You can get surprisingly far by foot in Paris. Les Halles is my favorite center point. Beginning here, a 30- to 40-minute walk could bring you as far north as Pigalle or as far south as Le Jardin du Luxembourg; west to the beginning of the Champs-Élysées or east to the Bastille. You’re looking for pockets of noise, for the bubbling up of crowds outside of late-night bars, for the kinds of cafés that act as quick docks for the sidewalk smokers. Novels and memoirs and screenplays have all been written about Paris at night—there’s a reason. The city doesn’t so much sleep as change shifts. The late-night crowd has its own turf, and you can really only find it by looking for it at street level.
Two pieces of advice. One: Don’t be afraid to wander into and through the city’s green spaces. Parc des Buttes-Chaumont in the 19th Arrondissement is home to Le Pavillon Puebla, which is really more like an old caretaker’s house that happens to serve drinks and play music. Revelers gather on a large terrace nestled among the trees, often right up until the moment it closes, at 1:45 A.M.
Two: If you happen to walk by the Palais de Tokyo, the contemporary art museum along the Seine, know this—it is open until midnight every night except Tuesday; its newest resident is Les Grands Verres, a restaurant and bar from the folks behind Candelaria and Hero, and it serves drinks until 2 A.M.
It is 2AM. Head to La Mano, on Rue Papillon, and try to make it through the line outside. If you do, you’ll be greeted indoors with one of the city’s best dance parties. The crowd here is the sort that likes to overpay for booze as long as the DJ is good—and he really is, spinning Latin-influenced jams and setting the tone by dancing his heart out at the front of the room. But there are other, less crowded options. I found myself in SoPi (South Pigalle) very early one morning, hopping back and forth across its main drag of bars, Rue Frochot. Dirty Dick—a divey tiki place—closes at 2 A.M., but Glass, across the street, is open till 4 A.M. L’Entrée des Artistes, around the corner, is also open till 5 A.M. on weekends.
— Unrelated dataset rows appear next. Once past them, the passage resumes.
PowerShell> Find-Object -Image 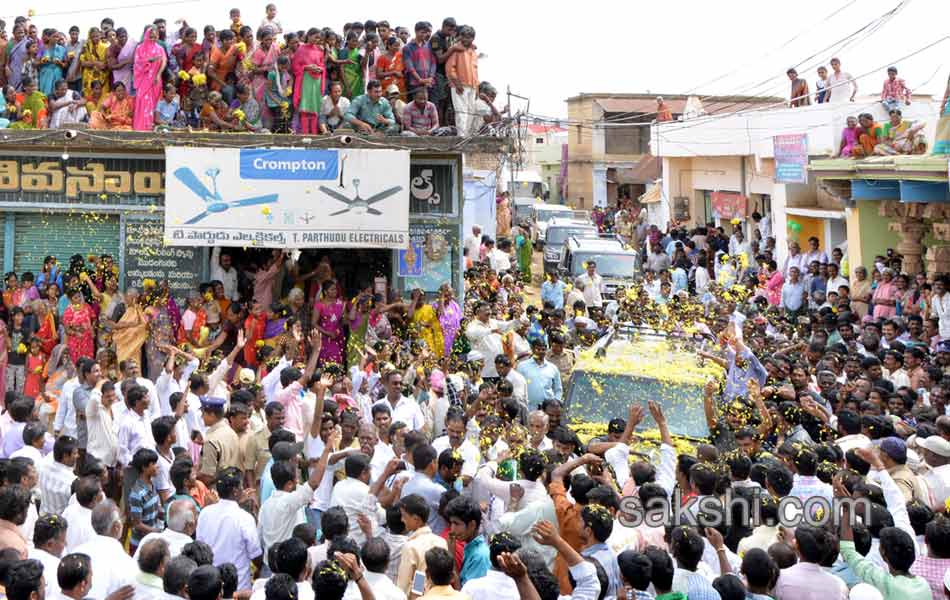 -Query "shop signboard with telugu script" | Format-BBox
[772,133,808,183]
[164,147,411,249]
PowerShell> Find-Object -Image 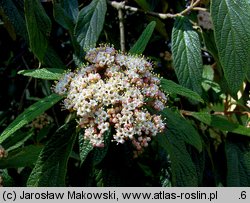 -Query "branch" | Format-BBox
[108,0,201,20]
[118,2,125,52]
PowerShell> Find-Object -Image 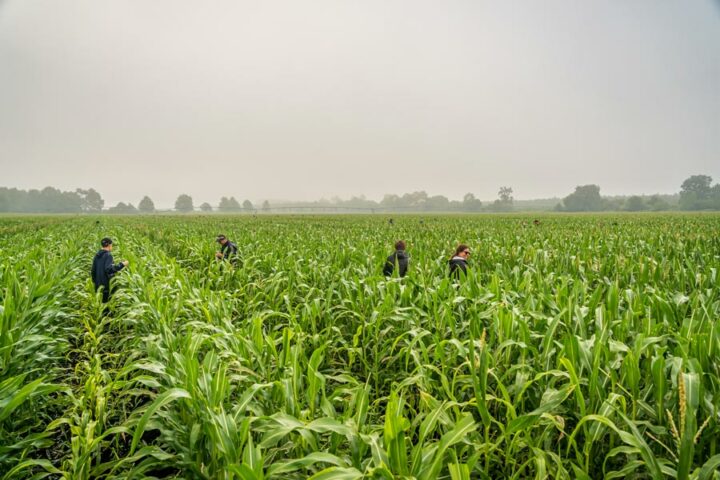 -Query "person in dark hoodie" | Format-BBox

12 P.M. START ALL OVER. I know how this sounds. Who would waste half the day sleeping? But think about the inverse: Who would waste half the night sleeping? When so many places come alive after midnight, can you afford to doze through it? The deep night handicaps the city for you, thinning out the tourists, closing the attractions, and redirecting the energy toward a few beacons of light and noise. You just have to walk around.
But, sure, we’re not vampires. Any café can fulfill the requirements for petit déjeuner—coffee, croissants, eggs—but my favorite croque madame is at La Palette on the left bank. Vegan spot Café Ineko has the best pregame espresso, and a table out front nabs you a nicely framed view of Rue Gravilliers. There are worse places to spend an afternoon, recharging with coffees and maybe the evening’s first glass of rosé. Just don’t stay too long. There’s a lot left to do when it gets dark.